Outro ponto. Seria o batismo indicativo do novo nascimento? Há muitos que pensam afirmativamente a esse respeito e desejam ser batizados para se tornarem novas criaturas. Há, inclusive, quem acredite que somente será salvo se for batizado. De acordo com o Texto Sagrado, as coisas não são exatamente assim. Dentre esses: Jo 3:5. “A isso respondeu Jesus: Em verdade, em verdade te digo: Quem não nascer da água e do Espírito não pode entrar no reino de Deus”. Mc 16:16. “Quem crer e for batizado será salvo; quem, porém, não crer será condenado”. Lc 3:7-9. “Dizia ele, pois, às multidões que saíam para serem batizadas: Raça de víboras, quem vos induziu a fugir da ira vindoura? Produzi, pois, frutos dignos de arrependimento [...]. E também já está posto o machado à raiz das árvores; toda árvore, pois, que não produz bom fruto é cortada e lançada ao fogo”. É evidente que os renascidos devem ser batizados, mas não é por ser batizado, que uma pessoa comprova que é de fato renascida. O batismo é símbolo de algo que já aconteceu na vida da pessoa. Mas, muitos vão ao batismo tentando fugir da “ira vindoura”, sem que o novo nascimento já tenha se operacionalizado em sua vida. Esse batismo não tem valor algum. Não demonstra que tal pessoa é discípula de Jesus e muito menos que seja renascida. Eu diria mais: tal ato é um pecado gravíssimo, falsidade ideológica (Mt 7:21), tomada do nome de Deus em vão (Ex 20:7), blasfêmia contra o Espírito Santo (Mt 12:31-32).

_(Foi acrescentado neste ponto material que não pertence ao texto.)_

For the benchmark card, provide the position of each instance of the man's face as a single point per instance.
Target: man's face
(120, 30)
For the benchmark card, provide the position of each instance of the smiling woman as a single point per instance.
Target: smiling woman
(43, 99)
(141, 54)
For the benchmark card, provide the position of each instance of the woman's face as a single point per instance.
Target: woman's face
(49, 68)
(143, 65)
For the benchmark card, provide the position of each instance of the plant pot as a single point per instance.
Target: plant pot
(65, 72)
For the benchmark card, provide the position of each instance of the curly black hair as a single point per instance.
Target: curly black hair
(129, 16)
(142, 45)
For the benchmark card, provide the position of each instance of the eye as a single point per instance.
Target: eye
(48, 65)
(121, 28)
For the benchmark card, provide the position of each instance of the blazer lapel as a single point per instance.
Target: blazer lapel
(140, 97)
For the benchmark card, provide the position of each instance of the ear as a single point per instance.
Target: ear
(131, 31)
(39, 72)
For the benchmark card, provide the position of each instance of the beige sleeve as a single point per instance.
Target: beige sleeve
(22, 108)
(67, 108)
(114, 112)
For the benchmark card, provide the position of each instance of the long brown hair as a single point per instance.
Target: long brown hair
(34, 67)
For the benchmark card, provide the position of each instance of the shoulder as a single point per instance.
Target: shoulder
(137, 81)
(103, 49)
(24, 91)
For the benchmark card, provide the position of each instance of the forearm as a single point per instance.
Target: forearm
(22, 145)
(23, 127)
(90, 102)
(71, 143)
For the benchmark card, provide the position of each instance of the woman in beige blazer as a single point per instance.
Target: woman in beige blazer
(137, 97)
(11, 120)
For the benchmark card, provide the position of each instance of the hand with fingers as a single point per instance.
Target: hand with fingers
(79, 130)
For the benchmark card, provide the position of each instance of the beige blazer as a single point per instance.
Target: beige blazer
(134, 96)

O novo nascimento é um ato processual. Tem início com a confissão de fé, se essa tiver sido sincera e espontânea, por meio do Espírito (Jo 16:8), a qual deve ser seguida de desenvolvimento. Há muitas pessoas que “aceitaram Jesus” há anos, mas ainda são carnais (1 Co 3:1, 3; Cl 2:18). Não se desenvolveram. Não tem ainda sequer os fundamentos dos apóstolos e profetas (Ef. 2:20). São embriões espirituais em estado de morte latente. Estão no ambiente propício – a igreja, mas não se desenvolvem. Cristo não está em suas vidas, as quais não passam de meros faz-de-conta. Eles fazem parte da igreja de Laodicéia, em que o Espírito do Senhor está fora de seus corações (Ap 3:20). Tais pessoas não nasceram de novo; são velhas criaturas; não produzem os “frutos dignos de arrependimento”; não estão salvas, mesmo que pensem o contrário. Jesus foi enfático: “Nem todo o que me diz: Senhor, Senhor! Entrará no reino dos céus, mas aquele que faz a vontade de meu Pai, que está nos céus” (Mt 7:21). Ninguém é salvo apenas para ser salvo, como se fosse um espécime raro.

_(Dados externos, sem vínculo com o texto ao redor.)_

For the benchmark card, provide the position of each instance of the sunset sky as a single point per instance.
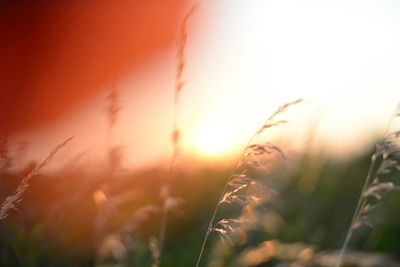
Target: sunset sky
(244, 59)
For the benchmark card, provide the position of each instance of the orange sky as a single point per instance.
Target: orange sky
(243, 60)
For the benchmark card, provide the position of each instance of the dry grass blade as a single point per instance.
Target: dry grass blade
(384, 161)
(13, 200)
(241, 189)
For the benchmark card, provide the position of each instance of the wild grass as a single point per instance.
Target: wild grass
(12, 201)
(384, 162)
(241, 188)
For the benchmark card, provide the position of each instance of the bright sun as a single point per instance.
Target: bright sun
(215, 137)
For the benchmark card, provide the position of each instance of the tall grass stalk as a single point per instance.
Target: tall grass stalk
(15, 198)
(258, 149)
(176, 132)
(384, 161)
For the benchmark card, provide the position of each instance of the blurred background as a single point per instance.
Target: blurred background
(106, 72)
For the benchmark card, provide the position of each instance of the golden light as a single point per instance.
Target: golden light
(214, 137)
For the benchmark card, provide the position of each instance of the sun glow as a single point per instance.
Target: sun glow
(214, 137)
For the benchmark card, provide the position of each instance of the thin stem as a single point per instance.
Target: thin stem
(210, 225)
(163, 229)
(269, 123)
(360, 205)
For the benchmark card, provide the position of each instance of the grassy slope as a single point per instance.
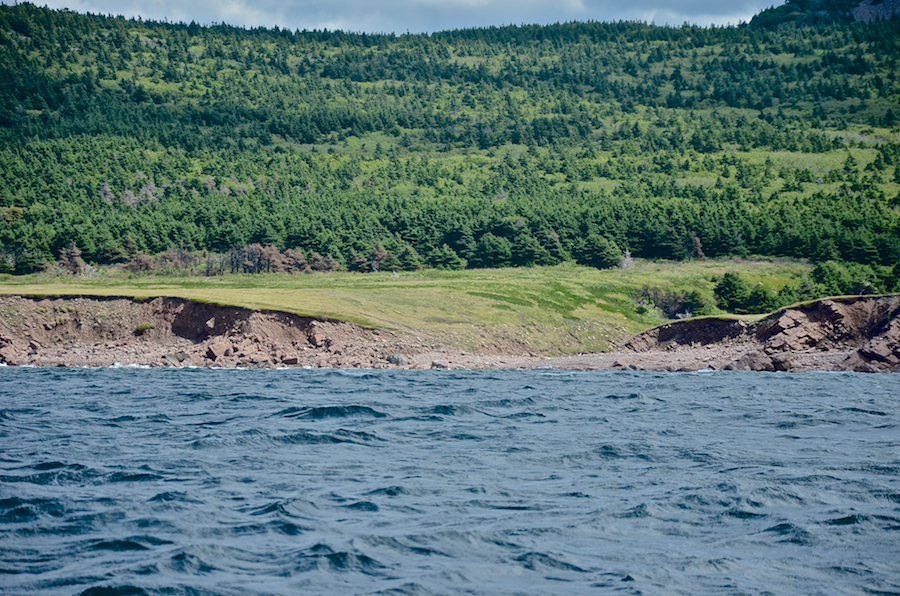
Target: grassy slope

Somos salvos para fazermos a obra de Deus. A preguiça, a inércia, a frieza e o descompromisso não são atitudes típicas das novas criaturas. Quem se preocupa apenas consigo próprio e não faz nada em prol dos demais, ainda não sabe amar (1 Co 13:5). E se não ama os outros, não pode ser discípulo de Jesus (Jo 13:35), não pode ser filho de Deus, pois “Deus é amor” (1 Jo 4:8). Tiago diz que a fé sem obras não vale nada (Tg 2:14). “Meus irmãos, qual é o proveito, se alguém disser que tem fé, mas não tiver obras? Pode, acaso, semelhante fé salva-lo?”. O “crente” sem obras é o joio que se parece com o crente, mas não é crente. Ele não é o bom trigo. Seu destino não é o céu, é o fogo (Mt 13:30). Ele é uma figueira cheia de folhas, mas sem frutos (Mt 21:19), uma árvore com desenvolvimento incompleto, um ser imperfeito porque não cumpre com suas funções de dar frutos.

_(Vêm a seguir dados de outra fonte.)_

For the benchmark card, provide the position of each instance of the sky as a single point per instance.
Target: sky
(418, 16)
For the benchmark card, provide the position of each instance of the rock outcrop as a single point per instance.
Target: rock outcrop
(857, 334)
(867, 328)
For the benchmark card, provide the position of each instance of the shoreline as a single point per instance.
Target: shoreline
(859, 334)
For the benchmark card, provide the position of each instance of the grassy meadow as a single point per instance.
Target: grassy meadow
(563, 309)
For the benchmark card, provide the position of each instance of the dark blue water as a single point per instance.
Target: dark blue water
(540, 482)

Quando Deus nos legou Sua Palavra, Ele tinha em mente capacitar-nos para o processo de aperfeiçoamento, mediante a realização de boas obras (2 Tm 3:16-17). O ser perfeito, renascido, servo de Deus, faz boas obras. Quando Cristo, por meio do Espírito Santo, concedeu dons aos homens (Ef. 4:11), ele tinha em mente o ser perfeito, ativo, participativo, trabalhador, realizador de boas obras. Deus é trabalhador, Jesus é trabalhador, Adão, no Paraíso, era um trabalhador e nós também devemos ser trabalhadores (Jo 5:17; Jo 6:27; Lc 10:7). Com toda certeza, a salvação não é para os preguiçosos e acomodados. Não é para aqueles que se preocupam apenas consigo mesmos. Cada pessoa é salva para continuar a grande obra de salvação desencadeada pelo Senhor Jesus. Cada salvo deve, por conseguinte, fazer a sua parte na obra. Salomão diz: “Vai ter com a formiga, ó preguiçoso!” (Pv 6:6).

Por último, destaca-se que não estamos aqui pretendendo defender a salvação por meio de obras praticadas por nós. Absolutamente. Ef 2:8-9 deixa isso bem claro. A tese é exatamente o oposto disso. Não podemos fazer nenhuma obra para obtermos a nossa salvação. Somos salvos pela graça de Deus. Mas se fomos realmente salvos, é impossível que não consigamos produzir boas obras, obras que culminem com a salvação de outras pessoas. Nós somos os instrumentos cirúrgicos com os quais o Espírito Santo opera a salvação das pessoas. Nem que seja apenas um “copo de água fria” (Mt 10:42) para aliviar os sedentos enquanto não chega a “água viva” (Jo 4:10), existe alguma coisa que teremos condições de fazer. E tenho certeza absoluta, de que Deus nos capacita para produzir muito mais do que um simples copo de água. Todavia, não adianta termos o dom incubado, em estado de potência, como um germe ou embrião espiritual. É preciso agir de contínuo para desenvolvê-lo. Caminhemos com Paulo. Fp 3:13-14. “Irmãos, quanto a mim, não julgo havê-lo alcançado; mas uma cousa faço: esquecendo-me das cousas que para trás ficam e avançando para as que diante de mim estão, prossigo para o alvo, para o prêmio da soberana vocação de Deus em Cristo Jesus”. Não sejamos simples embriões espirituais, como incrédulos que nada fazem quando ouvem a mensagem, que entra por um de seus ouvidos e sai pelo outro sem nenhum proveito. “Não sejas incrédulo, mas crentes” (Jo 20:27). E que Deus abençoe o nosso progresso espiritual. Amém.